The Nelson-Atkins Museum of Art opened the Bloch Galleries on March 11. Photo by Joshua Ferdinand

 

KANSAS CITY, Mo. – The Nelson-Atkins Museum of Art has opened the Bloch Galleries in the museum’s original 1933 Beaux-Arts building, featuring the Marion and Henry Bloch Collection of Impressionist and Post-Impressionist art.

Comprised of 29 masterpieces acquired by the Bloch family over the course of two decades and promised to the museum in 2010, the Bloch Collection nearly doubles the museum’s current holdings of Impressionist and Post-Impressionist art.

In 2015, the Marion and Henry Bloch Family Foundation provided a $12-million gift to support renovation of the museum’s European art galleries to integrate the Bloch Collection into its existing collections to keep the work on permanent view.

This year also marks the 10th anniversary of the Bloch Building, a 165,000-square-foot expansion designed by Steven Holl. The expansion increased the museum’s permanent collection space by 71 percent and boosted average annual attendance by 42 percent to over half a million visitors each year, also encouraged by their 15 year free admission policy.

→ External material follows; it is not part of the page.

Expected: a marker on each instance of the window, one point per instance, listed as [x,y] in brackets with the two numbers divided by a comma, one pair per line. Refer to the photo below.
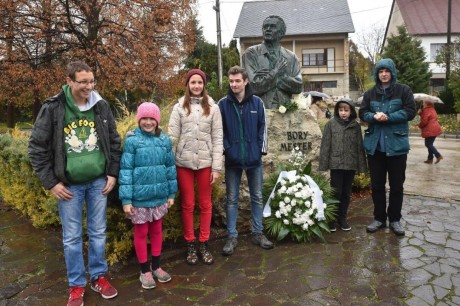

One of the leading encyclopedic museums in the country, the Nelson-Atkins is recognized for its European collections, which contain more than 1,100 works of art ranging from the medieval period to the early 20th century, including works by Caravaggio, Rembrandt, El Greco, and one of only 25 authenticated paintings by Hieronymus Bosch in the world. The Bloch Collection diversifies and deepens the Nelson-Atkins’ Impressionist and Post-Impressionist holdings, which include masterpieces by Edouard Manet, Claude Monet, Vincent van Gogh, Paul Gauguin, Paul Cézanne and Henri Matisse.

With the renovation of the galleries, the Bloch Collection will be incorporated into the museum’s permanent collection of European art.

The Bloch Collection made its public debut during the 2007 opening of the Bloch Building and was promised to the museum in 2010 in celebration of the Nelson-Atkins’ 75th anniversary. Henry and Marion Bloch started their collection over 40 years ago.